In the same way, after a great deal of struggle, human beings are able to rise above ignorance, and find the Divine. This is a great struggle, and all the various spiritual disciplines, all the various schools, are about which is the best method, which is the shortest method. But they basically amount to is which is the best method by which a chimpanzee can be taught to speak a language. But what Sri Aurobindo is trying to do is different. A human being, although he is in every respect like a chimpanzee, is different from a chimpanzee because he has this consciousness called the mental consciousness fully, explicitly manifested in him. And because language is a function of this consciousness, if this consciousness comes then language becomes easy… Instead of asking, how to teach a chimpanzee human language, the question to ask is, how to make a chimpanzee acquire a human consciousness. Once you do it, your job is very easy. This to my mind, is the basic, essential difference.

Of course, you can teach some language to a chimpanzee in seven or eight years. You can’t convert a chimpanzee to a human being in eight years. It is a much longer project. It is true; we have to wait. If your project is basically saving a few souls from the mess that human life is, and showing them moksha or nirvana or whatever, that is an entirely different enterprise.

The enterprise that Sri Aurobindo had undertaken, as I was emphasizing earlier, is “here to fulfill himself was God’s desire.” How to make man fulfilled here is God’s desire, God’s dream. And for that… a new consciousness has to come down, and man has to acquire that consciousness. It is hard work. It will take time. There is no guarantee that after seven or eight years we will have some chimpanzees speaking human language. It will take time, but this is an entirely different kind of enterprise.

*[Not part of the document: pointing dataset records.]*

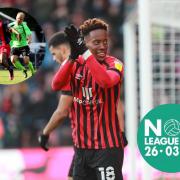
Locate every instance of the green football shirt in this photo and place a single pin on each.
(23, 30)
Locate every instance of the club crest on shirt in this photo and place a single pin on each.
(118, 65)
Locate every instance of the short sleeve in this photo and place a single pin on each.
(116, 65)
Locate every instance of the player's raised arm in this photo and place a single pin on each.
(96, 41)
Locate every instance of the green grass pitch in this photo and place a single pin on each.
(18, 77)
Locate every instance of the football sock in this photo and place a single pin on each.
(30, 65)
(18, 65)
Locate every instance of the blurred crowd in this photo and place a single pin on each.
(25, 108)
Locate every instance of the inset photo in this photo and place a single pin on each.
(22, 46)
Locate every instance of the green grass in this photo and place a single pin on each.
(18, 77)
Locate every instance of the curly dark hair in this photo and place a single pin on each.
(92, 24)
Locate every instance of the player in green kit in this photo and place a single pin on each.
(20, 40)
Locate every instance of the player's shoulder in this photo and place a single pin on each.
(24, 23)
(113, 60)
(11, 24)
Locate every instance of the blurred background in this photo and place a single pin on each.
(25, 108)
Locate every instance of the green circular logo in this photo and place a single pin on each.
(159, 138)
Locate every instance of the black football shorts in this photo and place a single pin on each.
(103, 164)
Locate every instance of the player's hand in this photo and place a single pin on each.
(76, 41)
(124, 139)
(43, 141)
(18, 36)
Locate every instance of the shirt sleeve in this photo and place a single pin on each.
(27, 30)
(62, 77)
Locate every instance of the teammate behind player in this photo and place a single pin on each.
(60, 50)
(20, 40)
(95, 79)
(5, 49)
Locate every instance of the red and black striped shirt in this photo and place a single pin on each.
(94, 108)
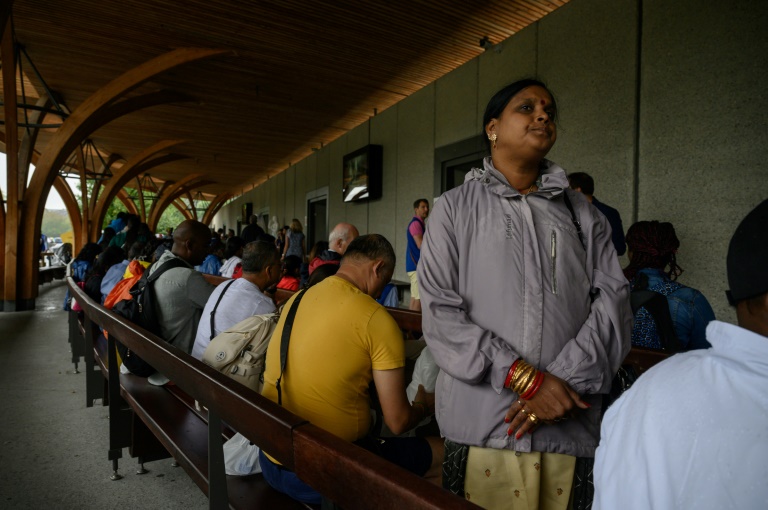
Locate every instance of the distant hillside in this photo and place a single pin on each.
(55, 222)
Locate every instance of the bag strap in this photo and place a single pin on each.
(658, 306)
(170, 264)
(216, 306)
(285, 340)
(574, 219)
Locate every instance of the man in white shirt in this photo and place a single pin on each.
(693, 431)
(243, 297)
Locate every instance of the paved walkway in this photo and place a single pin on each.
(53, 450)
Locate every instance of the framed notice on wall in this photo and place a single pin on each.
(362, 174)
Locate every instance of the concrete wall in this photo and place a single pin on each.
(662, 102)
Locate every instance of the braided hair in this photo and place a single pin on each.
(653, 245)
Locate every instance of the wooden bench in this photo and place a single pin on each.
(341, 471)
(50, 273)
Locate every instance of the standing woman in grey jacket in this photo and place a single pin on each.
(526, 312)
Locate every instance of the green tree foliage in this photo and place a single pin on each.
(171, 217)
(55, 222)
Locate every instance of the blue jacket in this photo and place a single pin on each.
(412, 252)
(617, 229)
(688, 307)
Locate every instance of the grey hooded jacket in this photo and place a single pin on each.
(504, 275)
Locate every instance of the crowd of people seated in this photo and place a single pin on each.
(527, 316)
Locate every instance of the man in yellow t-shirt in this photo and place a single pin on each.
(342, 339)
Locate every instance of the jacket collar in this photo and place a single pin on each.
(551, 182)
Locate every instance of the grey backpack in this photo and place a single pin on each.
(239, 351)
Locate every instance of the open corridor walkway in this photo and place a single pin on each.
(53, 450)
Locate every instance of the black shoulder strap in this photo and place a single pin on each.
(169, 264)
(574, 219)
(216, 306)
(285, 340)
(658, 306)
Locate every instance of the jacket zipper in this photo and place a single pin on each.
(553, 264)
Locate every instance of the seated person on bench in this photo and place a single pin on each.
(341, 341)
(181, 293)
(243, 297)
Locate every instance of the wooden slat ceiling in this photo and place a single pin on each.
(301, 73)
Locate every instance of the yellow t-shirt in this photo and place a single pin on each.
(339, 336)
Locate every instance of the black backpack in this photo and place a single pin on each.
(141, 311)
(658, 306)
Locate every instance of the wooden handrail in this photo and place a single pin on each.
(410, 320)
(285, 436)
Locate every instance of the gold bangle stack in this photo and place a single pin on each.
(523, 378)
(424, 408)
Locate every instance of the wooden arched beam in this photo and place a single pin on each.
(166, 195)
(174, 192)
(111, 160)
(140, 163)
(73, 210)
(193, 209)
(2, 240)
(5, 16)
(214, 207)
(142, 206)
(27, 143)
(94, 112)
(129, 204)
(182, 209)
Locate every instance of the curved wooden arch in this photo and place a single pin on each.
(214, 207)
(91, 114)
(112, 159)
(167, 194)
(172, 196)
(140, 163)
(182, 209)
(129, 204)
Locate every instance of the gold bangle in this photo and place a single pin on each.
(524, 379)
(527, 382)
(521, 378)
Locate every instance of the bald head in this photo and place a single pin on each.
(190, 241)
(341, 235)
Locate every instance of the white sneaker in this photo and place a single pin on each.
(158, 379)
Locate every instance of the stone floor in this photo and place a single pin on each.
(53, 449)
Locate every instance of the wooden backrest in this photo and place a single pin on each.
(352, 477)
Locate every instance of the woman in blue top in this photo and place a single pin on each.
(294, 240)
(652, 248)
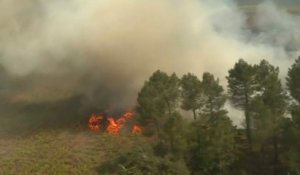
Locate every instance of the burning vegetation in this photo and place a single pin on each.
(115, 126)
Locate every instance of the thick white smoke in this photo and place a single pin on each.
(106, 49)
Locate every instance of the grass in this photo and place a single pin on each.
(61, 152)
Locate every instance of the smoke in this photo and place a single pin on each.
(104, 50)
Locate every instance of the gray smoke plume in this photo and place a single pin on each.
(105, 50)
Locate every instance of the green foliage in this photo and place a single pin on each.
(242, 85)
(213, 95)
(140, 160)
(211, 147)
(191, 93)
(293, 80)
(158, 99)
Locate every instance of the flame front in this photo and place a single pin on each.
(114, 126)
(95, 122)
(136, 129)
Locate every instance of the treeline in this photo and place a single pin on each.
(210, 144)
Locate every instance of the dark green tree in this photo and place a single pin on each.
(293, 84)
(213, 96)
(242, 84)
(271, 105)
(157, 107)
(191, 93)
(293, 80)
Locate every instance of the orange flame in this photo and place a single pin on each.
(95, 122)
(114, 126)
(136, 129)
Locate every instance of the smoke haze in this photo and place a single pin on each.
(104, 50)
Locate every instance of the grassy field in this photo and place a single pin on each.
(61, 152)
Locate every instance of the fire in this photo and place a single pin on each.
(95, 122)
(114, 126)
(136, 129)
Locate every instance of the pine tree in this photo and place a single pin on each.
(242, 85)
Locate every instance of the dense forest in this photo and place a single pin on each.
(186, 129)
(209, 144)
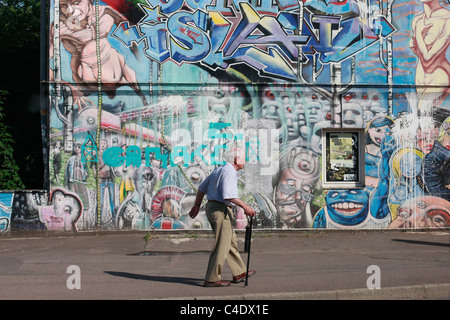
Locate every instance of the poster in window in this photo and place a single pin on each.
(342, 157)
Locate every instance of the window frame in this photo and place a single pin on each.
(360, 182)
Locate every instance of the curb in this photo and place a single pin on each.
(439, 291)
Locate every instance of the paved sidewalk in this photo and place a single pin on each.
(290, 265)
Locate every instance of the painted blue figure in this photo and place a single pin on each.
(355, 207)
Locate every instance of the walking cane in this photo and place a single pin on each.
(248, 240)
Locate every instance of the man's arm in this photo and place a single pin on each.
(198, 202)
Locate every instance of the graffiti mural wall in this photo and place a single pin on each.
(145, 97)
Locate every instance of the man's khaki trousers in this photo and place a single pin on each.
(225, 246)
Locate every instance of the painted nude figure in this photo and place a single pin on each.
(78, 35)
(430, 41)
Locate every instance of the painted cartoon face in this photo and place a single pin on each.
(377, 134)
(75, 9)
(270, 110)
(423, 212)
(294, 190)
(425, 139)
(352, 116)
(446, 139)
(348, 207)
(313, 112)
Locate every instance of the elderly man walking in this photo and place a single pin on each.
(221, 189)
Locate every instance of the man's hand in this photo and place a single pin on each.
(249, 211)
(194, 211)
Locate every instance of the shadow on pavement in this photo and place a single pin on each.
(428, 243)
(188, 281)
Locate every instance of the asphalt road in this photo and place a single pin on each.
(289, 265)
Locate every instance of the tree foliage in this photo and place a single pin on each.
(9, 171)
(20, 77)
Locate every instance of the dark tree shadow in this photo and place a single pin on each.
(182, 280)
(428, 243)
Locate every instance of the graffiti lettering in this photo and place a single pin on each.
(210, 38)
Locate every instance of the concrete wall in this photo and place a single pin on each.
(144, 96)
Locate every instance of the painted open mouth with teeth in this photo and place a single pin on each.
(347, 208)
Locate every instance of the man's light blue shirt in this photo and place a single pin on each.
(221, 184)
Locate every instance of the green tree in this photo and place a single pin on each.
(20, 77)
(9, 171)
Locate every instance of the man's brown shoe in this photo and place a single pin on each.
(219, 283)
(242, 276)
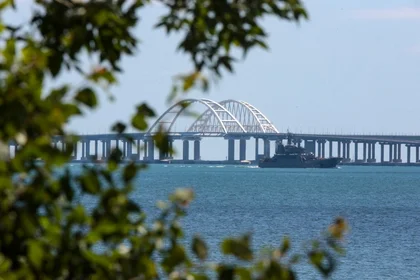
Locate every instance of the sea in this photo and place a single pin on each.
(380, 204)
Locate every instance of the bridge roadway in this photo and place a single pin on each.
(355, 149)
(239, 121)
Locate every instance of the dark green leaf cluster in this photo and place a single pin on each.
(47, 231)
(214, 28)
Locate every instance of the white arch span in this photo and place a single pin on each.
(249, 116)
(216, 119)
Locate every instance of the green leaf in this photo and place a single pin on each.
(35, 253)
(55, 61)
(4, 264)
(78, 215)
(87, 96)
(199, 248)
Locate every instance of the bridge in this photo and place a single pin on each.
(239, 121)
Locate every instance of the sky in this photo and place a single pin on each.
(353, 67)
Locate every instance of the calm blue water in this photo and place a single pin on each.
(382, 205)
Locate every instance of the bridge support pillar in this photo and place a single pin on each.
(242, 149)
(356, 151)
(310, 146)
(150, 149)
(345, 153)
(330, 148)
(348, 151)
(87, 149)
(395, 152)
(398, 153)
(185, 150)
(382, 152)
(197, 150)
(124, 150)
(266, 148)
(96, 149)
(231, 150)
(103, 150)
(373, 156)
(138, 149)
(83, 157)
(390, 158)
(339, 149)
(364, 152)
(257, 149)
(319, 150)
(408, 153)
(145, 149)
(369, 152)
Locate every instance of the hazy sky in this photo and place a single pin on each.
(353, 67)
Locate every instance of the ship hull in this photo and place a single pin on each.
(315, 163)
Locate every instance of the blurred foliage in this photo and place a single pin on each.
(45, 230)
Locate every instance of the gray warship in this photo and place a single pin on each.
(291, 156)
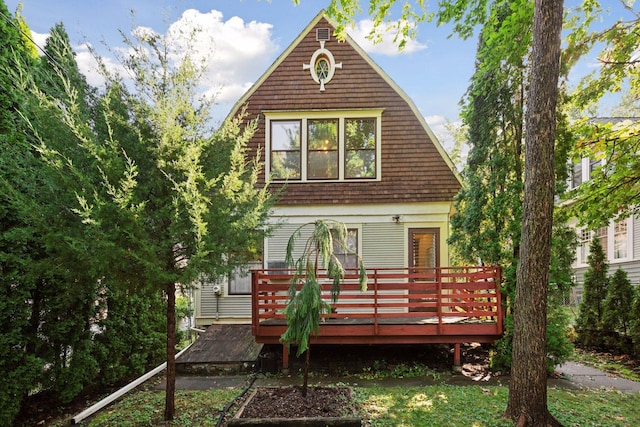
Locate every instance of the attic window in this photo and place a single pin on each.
(323, 34)
(323, 145)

This is an enterprise which will make human beings welcome divine Grace and not reject it. One of the themes in Savitri that constantly comes up is man’s tendency to reject divine Grace. The fundamental defect, the fundamental inadequacy that perverts everything here, every blessing that comes here is converted by something in man’s consciousness and becomes a curse. That inadequacy has to be taken away permanently and that can only be done by the coming down of a new consciousness. That is Aswapati’s great aim, and that’s why you see Aswapati exploring all these levels of consciousness. He finds each level of consciousness very interesting, some were very fascinating, but they did not have this creative principle that he was looking for, which will enable man to fulfil God in his life here on earth. This is a wonderful description we have and ultimately there are many other things one could have taken up, many new ideas, many revelations.

Some of the things Sri Aurobindo says in The Life Divine are stated here with absolute poetic power. This is a wonderful canto one could spend any amount of time with great benefit, but ultimately Aswapati realises, on page 333,

It waited for the fiat of the Word
That comes through the still self from the Supreme.
[Bk 3, Canto 3, p. 333]

Now this experience Aswapati has is almost an experience of the supermind, the supramental experience that Aswapati has now interiorised. How does that become possible, how does that come here? That only comes when the supreme word, that creative word comes down here in this world of ignorance, and is born here, works here and helps mankind to achieve this. With this we conclude this canto and go on to Canto 4, which is a fairly well-known canto. It’s a very dramatic one too, which is called “The Vision and the Boon.

Then suddenly there rose a sacred stir.
Amid the lifeless silence of the Void
In a solitude and an immensity
A sound came quivering like a loved footfall
Heard in the listening spaces of the soul;
A touch perturbed his fibres with delight.
An Influence had approached the mortal range,
A boundless Heart was near his longing heart,
A mystic Form enveloped his earthly shape.
All at her contact broke from silence’ seal;
Spirit and body thrilled identified,
Linked in the grasp of an unspoken joy;
Mind, members, life were merged in ecstasy.
Intoxicated as with nectarous rain
His nature’s passioning stretches flowed to her,
Flashing with lightnings, mad with luminous wine.
All was a limitless sea that heaved to the moon.